Posture – Encourage the patient to ‘run up tall’. I often use the ‘helium balloon attached to the crown of the head’ cue or get them to imagine their spines like a slinky toy, and wanting to open it up. This cue helps decrease an anterior pelvic tilt, or a forward lean from the waist. Both of these mechanics lead to the centre of mass shifting forwards during stance. To compensate for this, you will have to over stride with the next step = more load on knee and shin area.
Usually I use a combination of the above. Have a play around with these cues and let me know what works for you. As always, never run through pain.
There are some occasions, when no matter what alterations you make, you can’t offload the area sufficiently and pain is still present. In those cases, it is wise to take a short break from running, to allow the area to settle some more. Cross-training can be effective at this point, to maintain strength and fitness. Remember you only need to offload the painful area, not your whole body. I prefer aqua jogging, or running on an alter-G treadmill (if you’re lucky enough to have access to one). This way you can still work on technique, and keep your running specific movement patterns with very little stress on the musculo-skeletal system.
Other techniques that may help
Generally, I try to avoid orthotics or taping if I can, but they can still be great tools to offload an injured or sensitised area. Often a medial arch support works well to offload the medial tibia. Below is also an example of a taping technique that aims to offload the medial tibia. Ideally, if you do go down this route, it should be a temporary measure to prevent weakening of the area from chronic support.

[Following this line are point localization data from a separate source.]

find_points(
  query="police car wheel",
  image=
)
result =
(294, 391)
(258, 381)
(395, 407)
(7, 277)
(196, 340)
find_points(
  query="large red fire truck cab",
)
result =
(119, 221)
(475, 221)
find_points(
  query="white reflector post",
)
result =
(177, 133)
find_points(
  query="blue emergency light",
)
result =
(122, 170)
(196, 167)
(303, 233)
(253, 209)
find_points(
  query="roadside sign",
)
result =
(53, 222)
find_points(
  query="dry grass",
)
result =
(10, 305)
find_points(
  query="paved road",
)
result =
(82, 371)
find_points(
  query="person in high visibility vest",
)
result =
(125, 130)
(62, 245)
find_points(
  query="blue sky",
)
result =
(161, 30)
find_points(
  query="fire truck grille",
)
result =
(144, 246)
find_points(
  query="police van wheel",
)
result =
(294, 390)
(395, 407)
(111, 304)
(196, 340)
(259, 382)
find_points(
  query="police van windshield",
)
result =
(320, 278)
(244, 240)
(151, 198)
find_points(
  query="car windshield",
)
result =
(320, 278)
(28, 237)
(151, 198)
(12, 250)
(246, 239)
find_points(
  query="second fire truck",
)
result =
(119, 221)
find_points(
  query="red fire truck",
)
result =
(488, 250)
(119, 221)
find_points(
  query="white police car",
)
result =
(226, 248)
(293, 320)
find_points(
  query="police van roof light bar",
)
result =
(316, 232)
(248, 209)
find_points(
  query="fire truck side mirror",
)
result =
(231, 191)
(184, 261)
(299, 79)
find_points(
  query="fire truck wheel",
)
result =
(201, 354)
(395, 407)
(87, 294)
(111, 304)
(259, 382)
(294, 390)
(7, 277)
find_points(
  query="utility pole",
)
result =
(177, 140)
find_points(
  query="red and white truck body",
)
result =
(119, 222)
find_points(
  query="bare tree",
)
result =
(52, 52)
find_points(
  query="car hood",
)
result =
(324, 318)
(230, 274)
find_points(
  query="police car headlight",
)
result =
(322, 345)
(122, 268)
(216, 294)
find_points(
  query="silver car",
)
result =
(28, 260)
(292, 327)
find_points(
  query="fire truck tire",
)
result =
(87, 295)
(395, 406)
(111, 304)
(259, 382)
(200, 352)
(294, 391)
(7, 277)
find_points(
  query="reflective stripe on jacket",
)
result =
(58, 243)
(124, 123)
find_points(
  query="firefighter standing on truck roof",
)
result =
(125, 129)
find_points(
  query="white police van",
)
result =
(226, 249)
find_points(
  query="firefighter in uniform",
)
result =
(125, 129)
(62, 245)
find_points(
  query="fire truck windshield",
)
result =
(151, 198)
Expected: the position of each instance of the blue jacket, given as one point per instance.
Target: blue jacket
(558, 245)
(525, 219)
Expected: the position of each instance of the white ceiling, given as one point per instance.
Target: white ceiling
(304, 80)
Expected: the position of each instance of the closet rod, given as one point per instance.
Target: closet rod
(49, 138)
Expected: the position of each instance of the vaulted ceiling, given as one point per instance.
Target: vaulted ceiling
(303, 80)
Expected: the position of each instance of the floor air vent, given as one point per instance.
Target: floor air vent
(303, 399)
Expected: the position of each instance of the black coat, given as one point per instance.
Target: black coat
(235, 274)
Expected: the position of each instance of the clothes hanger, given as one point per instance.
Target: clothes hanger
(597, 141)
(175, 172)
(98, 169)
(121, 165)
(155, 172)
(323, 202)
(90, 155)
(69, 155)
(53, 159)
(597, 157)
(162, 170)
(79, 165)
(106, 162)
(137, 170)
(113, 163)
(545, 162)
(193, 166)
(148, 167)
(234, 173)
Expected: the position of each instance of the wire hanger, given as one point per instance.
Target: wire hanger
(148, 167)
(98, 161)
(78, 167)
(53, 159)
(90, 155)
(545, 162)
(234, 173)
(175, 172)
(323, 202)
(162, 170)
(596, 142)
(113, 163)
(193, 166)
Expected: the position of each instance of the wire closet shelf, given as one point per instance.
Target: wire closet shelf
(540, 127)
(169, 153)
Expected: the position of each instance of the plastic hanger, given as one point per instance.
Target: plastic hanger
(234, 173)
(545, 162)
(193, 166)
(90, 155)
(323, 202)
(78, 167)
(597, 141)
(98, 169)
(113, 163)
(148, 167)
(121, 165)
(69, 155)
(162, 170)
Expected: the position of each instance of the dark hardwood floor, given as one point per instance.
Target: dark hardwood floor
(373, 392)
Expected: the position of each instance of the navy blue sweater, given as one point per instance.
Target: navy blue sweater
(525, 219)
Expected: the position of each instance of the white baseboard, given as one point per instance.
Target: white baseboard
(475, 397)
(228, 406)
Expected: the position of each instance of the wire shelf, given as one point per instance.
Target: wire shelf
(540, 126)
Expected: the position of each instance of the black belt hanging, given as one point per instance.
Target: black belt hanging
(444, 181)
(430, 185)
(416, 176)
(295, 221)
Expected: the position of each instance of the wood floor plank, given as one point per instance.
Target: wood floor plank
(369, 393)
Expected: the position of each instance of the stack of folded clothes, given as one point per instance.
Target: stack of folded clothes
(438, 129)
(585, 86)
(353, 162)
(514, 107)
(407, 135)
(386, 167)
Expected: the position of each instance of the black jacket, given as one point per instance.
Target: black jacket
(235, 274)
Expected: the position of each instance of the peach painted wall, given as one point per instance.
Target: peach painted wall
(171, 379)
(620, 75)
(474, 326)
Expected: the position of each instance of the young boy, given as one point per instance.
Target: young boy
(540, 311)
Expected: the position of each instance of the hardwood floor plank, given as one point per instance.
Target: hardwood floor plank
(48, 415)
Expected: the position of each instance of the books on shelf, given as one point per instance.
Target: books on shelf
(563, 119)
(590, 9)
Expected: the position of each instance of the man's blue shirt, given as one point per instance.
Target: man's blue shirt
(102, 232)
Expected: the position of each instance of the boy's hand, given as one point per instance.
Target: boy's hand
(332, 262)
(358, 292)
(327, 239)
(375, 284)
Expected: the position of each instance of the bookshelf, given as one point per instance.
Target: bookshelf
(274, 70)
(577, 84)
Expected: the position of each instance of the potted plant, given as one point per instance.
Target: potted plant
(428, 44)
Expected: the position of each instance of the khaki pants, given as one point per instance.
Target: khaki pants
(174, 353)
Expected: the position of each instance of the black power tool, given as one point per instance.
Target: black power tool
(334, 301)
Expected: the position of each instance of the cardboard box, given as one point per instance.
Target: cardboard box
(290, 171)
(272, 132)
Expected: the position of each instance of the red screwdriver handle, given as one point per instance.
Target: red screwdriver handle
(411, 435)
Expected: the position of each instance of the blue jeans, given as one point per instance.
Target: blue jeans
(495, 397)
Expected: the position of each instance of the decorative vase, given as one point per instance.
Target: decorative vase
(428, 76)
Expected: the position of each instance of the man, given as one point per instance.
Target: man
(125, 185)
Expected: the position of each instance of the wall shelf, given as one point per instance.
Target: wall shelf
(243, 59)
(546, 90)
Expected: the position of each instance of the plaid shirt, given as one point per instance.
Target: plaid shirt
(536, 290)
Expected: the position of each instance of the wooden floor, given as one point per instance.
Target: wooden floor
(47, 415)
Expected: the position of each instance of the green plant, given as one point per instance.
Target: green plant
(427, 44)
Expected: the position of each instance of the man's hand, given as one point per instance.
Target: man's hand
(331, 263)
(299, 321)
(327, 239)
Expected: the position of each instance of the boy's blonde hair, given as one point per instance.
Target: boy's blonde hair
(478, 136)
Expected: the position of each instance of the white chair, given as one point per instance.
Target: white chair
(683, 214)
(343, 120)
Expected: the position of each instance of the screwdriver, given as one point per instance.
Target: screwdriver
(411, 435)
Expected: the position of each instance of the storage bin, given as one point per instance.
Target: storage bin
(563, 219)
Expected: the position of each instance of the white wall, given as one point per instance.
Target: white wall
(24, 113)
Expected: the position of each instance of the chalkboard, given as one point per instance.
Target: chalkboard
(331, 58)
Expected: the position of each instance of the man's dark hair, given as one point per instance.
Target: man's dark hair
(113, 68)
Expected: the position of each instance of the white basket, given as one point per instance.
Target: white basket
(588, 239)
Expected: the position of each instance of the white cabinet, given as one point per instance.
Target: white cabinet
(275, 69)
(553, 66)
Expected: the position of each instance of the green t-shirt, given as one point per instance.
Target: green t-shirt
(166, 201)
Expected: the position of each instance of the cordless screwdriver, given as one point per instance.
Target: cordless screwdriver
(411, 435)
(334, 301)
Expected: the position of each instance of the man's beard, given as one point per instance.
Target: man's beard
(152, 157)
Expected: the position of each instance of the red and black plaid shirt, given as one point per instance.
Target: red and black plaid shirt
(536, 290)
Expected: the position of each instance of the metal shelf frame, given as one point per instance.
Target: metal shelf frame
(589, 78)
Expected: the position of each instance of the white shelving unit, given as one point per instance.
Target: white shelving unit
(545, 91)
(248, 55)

Blaise Dubois from the running clinic, demonstrating a taping technique for shin splints…yes, it’s in French!
As mentioned in part 1 (here), weak calves have been implemented in shin splints. So seems like a good idea to strengthen these muscles as a way to create a stronger, thicker tibia, but also being able to take more load themselves. Here a some options.

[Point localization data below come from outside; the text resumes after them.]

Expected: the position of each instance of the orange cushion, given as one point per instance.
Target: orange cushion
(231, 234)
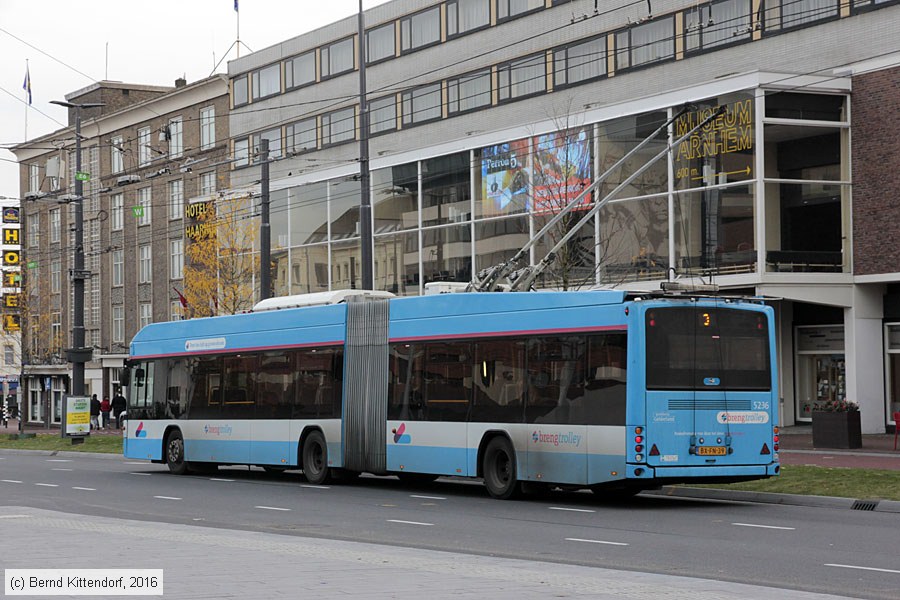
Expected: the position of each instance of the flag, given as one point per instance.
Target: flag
(27, 84)
(181, 298)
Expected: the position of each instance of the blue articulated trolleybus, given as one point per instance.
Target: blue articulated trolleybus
(591, 389)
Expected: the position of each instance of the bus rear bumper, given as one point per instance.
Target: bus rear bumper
(721, 473)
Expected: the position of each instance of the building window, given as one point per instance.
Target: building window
(512, 8)
(176, 262)
(467, 15)
(300, 70)
(34, 178)
(176, 310)
(239, 90)
(521, 78)
(145, 314)
(383, 114)
(339, 126)
(645, 44)
(34, 230)
(174, 135)
(422, 104)
(469, 92)
(117, 156)
(144, 156)
(581, 62)
(380, 43)
(274, 137)
(145, 264)
(55, 279)
(207, 183)
(116, 209)
(421, 29)
(242, 152)
(207, 127)
(176, 199)
(143, 206)
(338, 58)
(266, 81)
(118, 267)
(300, 136)
(54, 225)
(118, 332)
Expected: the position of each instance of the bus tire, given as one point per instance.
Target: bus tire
(175, 453)
(499, 468)
(315, 458)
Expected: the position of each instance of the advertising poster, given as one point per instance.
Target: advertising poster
(562, 169)
(504, 178)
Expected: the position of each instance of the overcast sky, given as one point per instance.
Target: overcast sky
(72, 44)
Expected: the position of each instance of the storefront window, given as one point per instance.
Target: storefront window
(714, 231)
(821, 371)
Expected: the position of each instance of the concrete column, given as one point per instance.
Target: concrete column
(864, 350)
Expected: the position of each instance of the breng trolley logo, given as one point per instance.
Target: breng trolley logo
(556, 439)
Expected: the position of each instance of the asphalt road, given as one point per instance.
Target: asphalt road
(820, 550)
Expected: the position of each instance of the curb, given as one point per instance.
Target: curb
(887, 506)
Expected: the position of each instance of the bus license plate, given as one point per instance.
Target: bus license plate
(711, 451)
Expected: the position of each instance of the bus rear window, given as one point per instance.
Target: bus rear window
(707, 349)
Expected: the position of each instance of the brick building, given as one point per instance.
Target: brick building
(149, 152)
(791, 196)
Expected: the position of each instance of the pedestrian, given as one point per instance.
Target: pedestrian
(105, 407)
(95, 412)
(118, 404)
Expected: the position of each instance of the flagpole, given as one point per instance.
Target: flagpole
(28, 94)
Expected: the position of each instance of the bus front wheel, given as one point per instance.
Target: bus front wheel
(315, 458)
(175, 453)
(499, 466)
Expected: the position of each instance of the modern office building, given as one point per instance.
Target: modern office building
(486, 116)
(148, 154)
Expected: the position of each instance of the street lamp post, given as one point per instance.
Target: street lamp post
(78, 354)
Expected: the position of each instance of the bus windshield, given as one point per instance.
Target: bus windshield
(703, 348)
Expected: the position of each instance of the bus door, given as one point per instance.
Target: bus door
(709, 387)
(270, 430)
(555, 408)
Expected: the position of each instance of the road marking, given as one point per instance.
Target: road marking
(596, 542)
(764, 526)
(862, 568)
(410, 522)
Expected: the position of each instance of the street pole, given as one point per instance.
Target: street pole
(365, 201)
(78, 355)
(265, 228)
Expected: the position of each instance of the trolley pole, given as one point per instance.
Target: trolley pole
(265, 227)
(78, 355)
(365, 200)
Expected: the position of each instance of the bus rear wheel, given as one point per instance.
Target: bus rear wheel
(499, 467)
(175, 453)
(315, 458)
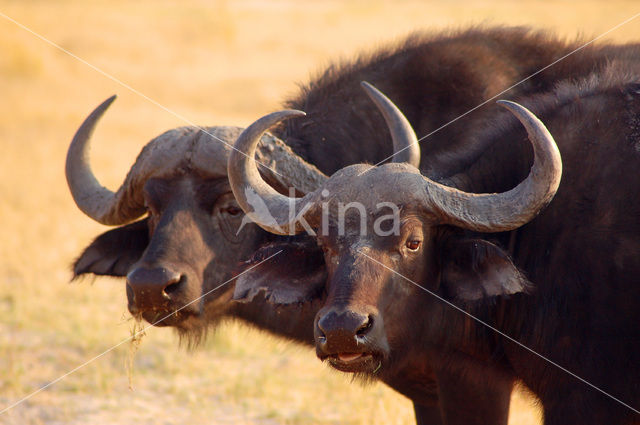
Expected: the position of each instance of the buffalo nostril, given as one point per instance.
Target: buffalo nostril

A Simple calf strengthening regime (above)
Calf and foot strengthening exercise (above) from James Dunne at Kinetic Revolution
Here’s another one from James Dunne at Kinetic Revolution – Specific strengthening exercise for Tibialis Posterior (above)
Changing the Surface you run on?
Bit of a weird one this, intuitively you would think that running on softer ground, such as an athletics track, sand or grass, would be easier on the legs, but the literature suggests that when we run on softer ground our leg actually stiffens more to compensate for the softness, and the reverse is true when running on hard ground i.e. less stiff legs. This has led many to suggest that it may be better for runners with shin splints to run on harder ground. I remember when I had my shin splints, I found it better running on softer ground, but might be worth bearing in mind if you find the pain is worse on softer ground.

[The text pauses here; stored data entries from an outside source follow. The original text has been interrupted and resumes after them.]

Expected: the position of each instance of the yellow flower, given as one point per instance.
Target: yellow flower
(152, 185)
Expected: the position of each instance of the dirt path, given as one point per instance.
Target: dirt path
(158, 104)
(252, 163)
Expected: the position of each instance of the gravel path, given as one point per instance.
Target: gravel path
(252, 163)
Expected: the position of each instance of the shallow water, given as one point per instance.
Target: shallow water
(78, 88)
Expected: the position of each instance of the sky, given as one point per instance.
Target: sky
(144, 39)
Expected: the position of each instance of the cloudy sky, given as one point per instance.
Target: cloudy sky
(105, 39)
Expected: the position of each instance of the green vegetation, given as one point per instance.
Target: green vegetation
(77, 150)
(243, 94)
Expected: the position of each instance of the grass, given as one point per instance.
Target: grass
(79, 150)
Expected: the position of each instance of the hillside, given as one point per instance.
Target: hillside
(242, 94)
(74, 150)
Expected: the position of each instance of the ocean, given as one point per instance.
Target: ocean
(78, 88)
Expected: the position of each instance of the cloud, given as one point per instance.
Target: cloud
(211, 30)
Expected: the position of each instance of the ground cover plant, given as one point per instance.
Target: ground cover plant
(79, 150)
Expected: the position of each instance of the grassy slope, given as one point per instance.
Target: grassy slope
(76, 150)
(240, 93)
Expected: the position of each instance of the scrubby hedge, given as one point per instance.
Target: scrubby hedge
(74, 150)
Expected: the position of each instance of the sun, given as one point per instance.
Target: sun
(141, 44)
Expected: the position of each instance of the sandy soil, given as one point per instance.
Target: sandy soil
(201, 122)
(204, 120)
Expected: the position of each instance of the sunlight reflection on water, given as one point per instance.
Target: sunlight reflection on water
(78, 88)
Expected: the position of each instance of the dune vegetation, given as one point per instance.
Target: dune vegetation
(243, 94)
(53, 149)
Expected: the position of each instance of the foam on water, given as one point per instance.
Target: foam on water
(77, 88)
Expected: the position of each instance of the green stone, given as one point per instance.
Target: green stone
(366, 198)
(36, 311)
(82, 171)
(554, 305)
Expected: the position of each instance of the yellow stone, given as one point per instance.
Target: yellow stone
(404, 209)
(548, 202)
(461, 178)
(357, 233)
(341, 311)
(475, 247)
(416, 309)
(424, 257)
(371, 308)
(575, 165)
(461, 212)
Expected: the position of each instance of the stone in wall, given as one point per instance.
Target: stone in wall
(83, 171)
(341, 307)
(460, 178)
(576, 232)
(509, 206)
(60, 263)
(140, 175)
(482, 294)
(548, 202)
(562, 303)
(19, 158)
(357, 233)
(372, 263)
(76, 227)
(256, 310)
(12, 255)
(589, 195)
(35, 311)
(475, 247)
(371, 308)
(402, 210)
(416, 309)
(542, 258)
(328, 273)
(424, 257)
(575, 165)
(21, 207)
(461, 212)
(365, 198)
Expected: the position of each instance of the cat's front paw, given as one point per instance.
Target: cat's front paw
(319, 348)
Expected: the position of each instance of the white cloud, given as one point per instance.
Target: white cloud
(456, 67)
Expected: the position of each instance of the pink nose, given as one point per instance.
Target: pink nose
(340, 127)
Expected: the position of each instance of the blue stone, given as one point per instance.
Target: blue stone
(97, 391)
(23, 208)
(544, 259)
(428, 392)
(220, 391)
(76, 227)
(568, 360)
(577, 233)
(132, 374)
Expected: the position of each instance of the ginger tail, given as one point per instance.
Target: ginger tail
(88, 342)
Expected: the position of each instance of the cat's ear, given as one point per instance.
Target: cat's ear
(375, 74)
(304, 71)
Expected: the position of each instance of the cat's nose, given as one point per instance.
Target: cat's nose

Running barefoot or in minimalist footwear
Some evidence that this can shift the load from the shin and knee, more to the foot and ankle. Probably by, subconsciously, increasing cadence and landing closer to COM.
So these are my current thoughts on this interesting (to me anyway) topic. Let me know how you get on. I will try to update this post if any new evidence comes out, or if I find success with any new techniques, cues and exercises in clinic.